桜が咲いてそろそろ見頃という時に雪が降った…


 桜が咲いてそろそろ見頃という時に雪が降ったり、不順な天候が続いている。「花冷え」という乙な言葉があるが、それも度を超すと、いったい地球はどうなっているのかと思う。

 そう思うのは人間だけではないはずだ。野生動物は気温の変化をもろに受ける。魚も水温の変化に敏感だ。

 冬の間、沖の深場にいたクロダイは、春になって水温が上昇すると産卵のため浅場に入ってくる。いわゆる乗っ込み、クロダイ釣り師が一年で最もエキサイトする時期である。

 気流子も乗っ込みのクロダイを狙って、先週江の島に出掛け、まずは馴染(なじ)みの釣り餌店で釣況を聞いてみた。店主曰(いわ)く「いつもならとっくに乗っ込みが始まっている時期だけど、どうもはっきりしない」。店頭の魚拓も良型のクロダイは数えるほどだ。

 気温に比べ海水温の変化は緩やかだ。4月に入って関東では気温が10度前後落ち込んだりしているが、水温の変化はほぼ1度以内だ。しかし、魚たちにとっては相当に大きいようだ。

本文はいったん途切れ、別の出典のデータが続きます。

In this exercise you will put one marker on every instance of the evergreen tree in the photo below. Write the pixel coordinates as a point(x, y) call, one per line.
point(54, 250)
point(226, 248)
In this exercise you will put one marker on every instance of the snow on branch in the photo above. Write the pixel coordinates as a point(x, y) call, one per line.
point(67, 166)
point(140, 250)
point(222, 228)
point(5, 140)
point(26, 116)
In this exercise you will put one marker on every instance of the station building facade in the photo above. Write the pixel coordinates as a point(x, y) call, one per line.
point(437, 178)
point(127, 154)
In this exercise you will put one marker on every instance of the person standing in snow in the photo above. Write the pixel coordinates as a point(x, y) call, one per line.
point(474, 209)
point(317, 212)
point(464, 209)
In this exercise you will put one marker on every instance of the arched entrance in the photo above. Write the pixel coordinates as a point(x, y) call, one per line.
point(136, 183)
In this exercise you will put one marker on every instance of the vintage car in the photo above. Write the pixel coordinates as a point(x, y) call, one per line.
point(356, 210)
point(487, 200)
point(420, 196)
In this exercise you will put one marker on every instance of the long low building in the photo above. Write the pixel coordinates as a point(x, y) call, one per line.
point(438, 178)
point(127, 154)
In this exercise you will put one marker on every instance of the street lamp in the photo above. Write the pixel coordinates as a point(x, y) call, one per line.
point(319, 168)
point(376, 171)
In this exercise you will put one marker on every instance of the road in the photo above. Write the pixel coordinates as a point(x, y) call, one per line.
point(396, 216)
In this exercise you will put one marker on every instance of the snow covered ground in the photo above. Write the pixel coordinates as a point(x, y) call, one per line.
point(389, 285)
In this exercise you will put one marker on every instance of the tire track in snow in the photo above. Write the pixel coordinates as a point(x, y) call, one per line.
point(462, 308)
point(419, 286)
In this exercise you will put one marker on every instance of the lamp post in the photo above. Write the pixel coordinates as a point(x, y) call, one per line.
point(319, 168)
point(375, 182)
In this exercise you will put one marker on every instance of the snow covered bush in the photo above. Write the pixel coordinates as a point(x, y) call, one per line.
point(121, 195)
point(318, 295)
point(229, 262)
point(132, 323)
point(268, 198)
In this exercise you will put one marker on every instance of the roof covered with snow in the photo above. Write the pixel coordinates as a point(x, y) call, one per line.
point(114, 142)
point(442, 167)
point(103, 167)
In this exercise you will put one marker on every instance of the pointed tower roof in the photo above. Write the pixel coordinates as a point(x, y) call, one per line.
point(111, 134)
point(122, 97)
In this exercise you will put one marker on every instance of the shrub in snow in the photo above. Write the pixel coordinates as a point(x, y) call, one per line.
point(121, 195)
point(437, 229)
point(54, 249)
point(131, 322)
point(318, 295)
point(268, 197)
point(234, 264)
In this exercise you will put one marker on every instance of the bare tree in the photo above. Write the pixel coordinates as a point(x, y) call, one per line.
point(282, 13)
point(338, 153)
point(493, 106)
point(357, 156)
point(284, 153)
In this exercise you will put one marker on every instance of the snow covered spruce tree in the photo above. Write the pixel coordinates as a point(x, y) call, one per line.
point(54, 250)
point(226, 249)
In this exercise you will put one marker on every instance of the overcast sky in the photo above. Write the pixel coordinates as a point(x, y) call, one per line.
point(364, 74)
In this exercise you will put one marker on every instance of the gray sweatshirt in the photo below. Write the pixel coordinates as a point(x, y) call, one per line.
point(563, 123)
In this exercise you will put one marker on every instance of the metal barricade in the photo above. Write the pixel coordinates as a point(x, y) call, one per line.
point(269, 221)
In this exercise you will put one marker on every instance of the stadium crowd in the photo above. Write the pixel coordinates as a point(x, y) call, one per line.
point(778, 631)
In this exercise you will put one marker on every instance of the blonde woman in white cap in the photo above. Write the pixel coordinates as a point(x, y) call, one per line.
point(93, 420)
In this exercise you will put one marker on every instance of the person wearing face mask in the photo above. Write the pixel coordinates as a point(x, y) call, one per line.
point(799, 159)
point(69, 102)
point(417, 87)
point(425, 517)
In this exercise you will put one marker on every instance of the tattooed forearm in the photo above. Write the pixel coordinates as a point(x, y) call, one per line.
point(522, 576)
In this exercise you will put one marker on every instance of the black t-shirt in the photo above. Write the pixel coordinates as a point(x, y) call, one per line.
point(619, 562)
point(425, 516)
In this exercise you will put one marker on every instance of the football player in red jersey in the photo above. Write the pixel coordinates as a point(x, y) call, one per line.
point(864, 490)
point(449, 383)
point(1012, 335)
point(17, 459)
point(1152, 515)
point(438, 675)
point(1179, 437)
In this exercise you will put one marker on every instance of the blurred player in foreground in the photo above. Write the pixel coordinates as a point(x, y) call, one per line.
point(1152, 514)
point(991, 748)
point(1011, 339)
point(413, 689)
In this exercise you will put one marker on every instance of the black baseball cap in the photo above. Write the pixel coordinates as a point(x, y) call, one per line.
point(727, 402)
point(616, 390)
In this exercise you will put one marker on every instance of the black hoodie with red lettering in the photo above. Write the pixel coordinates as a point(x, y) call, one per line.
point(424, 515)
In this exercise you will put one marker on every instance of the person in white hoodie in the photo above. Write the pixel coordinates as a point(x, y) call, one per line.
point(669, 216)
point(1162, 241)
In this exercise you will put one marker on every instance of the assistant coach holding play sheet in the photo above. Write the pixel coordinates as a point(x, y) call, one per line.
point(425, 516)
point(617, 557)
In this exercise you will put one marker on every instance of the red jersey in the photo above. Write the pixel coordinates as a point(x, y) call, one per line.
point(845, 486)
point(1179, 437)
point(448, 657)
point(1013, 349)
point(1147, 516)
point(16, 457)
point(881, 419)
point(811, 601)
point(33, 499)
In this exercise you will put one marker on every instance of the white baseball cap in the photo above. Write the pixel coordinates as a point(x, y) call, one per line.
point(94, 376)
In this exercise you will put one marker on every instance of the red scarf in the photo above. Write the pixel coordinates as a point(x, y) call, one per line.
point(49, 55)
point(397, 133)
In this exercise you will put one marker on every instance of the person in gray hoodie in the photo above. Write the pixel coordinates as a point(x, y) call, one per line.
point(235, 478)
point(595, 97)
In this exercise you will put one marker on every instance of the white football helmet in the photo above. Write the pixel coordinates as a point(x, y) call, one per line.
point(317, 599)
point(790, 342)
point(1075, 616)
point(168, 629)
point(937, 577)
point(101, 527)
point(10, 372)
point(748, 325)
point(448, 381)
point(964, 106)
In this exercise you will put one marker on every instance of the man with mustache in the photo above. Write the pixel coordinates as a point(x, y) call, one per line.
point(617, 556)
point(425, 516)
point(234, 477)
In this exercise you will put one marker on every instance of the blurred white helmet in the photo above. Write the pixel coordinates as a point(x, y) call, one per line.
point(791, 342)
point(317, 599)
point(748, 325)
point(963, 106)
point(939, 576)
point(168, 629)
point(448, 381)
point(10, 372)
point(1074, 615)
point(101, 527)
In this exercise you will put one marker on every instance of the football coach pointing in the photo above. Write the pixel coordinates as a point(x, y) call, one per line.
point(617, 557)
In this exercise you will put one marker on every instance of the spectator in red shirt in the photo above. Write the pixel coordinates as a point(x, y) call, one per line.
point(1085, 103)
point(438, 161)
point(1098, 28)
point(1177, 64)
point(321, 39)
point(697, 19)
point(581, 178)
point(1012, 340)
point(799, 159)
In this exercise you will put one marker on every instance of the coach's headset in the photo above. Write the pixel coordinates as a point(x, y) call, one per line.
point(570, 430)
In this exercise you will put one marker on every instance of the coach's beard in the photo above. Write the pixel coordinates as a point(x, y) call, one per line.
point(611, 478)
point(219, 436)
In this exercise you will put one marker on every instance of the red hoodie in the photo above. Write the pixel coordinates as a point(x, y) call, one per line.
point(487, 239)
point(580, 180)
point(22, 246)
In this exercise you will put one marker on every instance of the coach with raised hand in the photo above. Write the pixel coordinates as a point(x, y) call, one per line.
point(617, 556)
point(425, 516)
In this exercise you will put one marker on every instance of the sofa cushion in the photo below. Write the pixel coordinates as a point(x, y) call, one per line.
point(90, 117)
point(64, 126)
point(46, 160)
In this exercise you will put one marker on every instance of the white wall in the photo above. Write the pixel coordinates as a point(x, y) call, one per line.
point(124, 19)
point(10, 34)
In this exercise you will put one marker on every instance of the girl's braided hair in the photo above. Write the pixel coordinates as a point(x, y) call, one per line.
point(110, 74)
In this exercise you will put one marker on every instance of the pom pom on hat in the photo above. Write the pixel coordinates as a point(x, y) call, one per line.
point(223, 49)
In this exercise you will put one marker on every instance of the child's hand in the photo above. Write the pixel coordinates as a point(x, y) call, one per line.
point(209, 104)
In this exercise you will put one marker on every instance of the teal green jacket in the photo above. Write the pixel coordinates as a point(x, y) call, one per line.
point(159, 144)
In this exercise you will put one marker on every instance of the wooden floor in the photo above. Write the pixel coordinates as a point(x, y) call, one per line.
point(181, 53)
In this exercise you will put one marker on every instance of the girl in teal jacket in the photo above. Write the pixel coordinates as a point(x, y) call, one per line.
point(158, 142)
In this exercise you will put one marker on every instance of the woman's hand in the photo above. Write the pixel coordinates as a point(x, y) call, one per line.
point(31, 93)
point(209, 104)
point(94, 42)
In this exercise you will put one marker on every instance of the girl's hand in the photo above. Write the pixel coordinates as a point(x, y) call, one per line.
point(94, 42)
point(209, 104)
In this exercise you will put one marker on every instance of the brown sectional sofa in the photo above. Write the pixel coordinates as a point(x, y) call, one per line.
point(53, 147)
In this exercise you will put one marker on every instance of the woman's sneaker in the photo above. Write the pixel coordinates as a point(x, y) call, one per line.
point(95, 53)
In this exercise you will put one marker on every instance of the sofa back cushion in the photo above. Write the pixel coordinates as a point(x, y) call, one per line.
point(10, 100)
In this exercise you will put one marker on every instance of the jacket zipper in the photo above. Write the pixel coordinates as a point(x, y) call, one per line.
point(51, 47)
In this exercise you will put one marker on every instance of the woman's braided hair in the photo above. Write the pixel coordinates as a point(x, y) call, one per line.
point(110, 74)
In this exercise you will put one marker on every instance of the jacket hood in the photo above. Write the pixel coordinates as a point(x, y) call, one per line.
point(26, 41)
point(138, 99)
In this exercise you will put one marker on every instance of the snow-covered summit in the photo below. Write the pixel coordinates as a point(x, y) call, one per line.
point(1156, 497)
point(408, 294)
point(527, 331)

 釣り雑誌であるベテラン釣り師が、クロダイが釣れだすのは水温が16度以上に安定した時と書いていた。平塚沖に設置された東京大学海洋アライアンス機構が管理する観測塔のサイトは波高や海水を1時間ごとに表示しているが、ここ数日の気温の急降下で、16度近かった相模灘の海水温も15度に下降していた。クロダイが釣れないこと以上に、不安定な気候がここ数年続いているのが気になるところだ。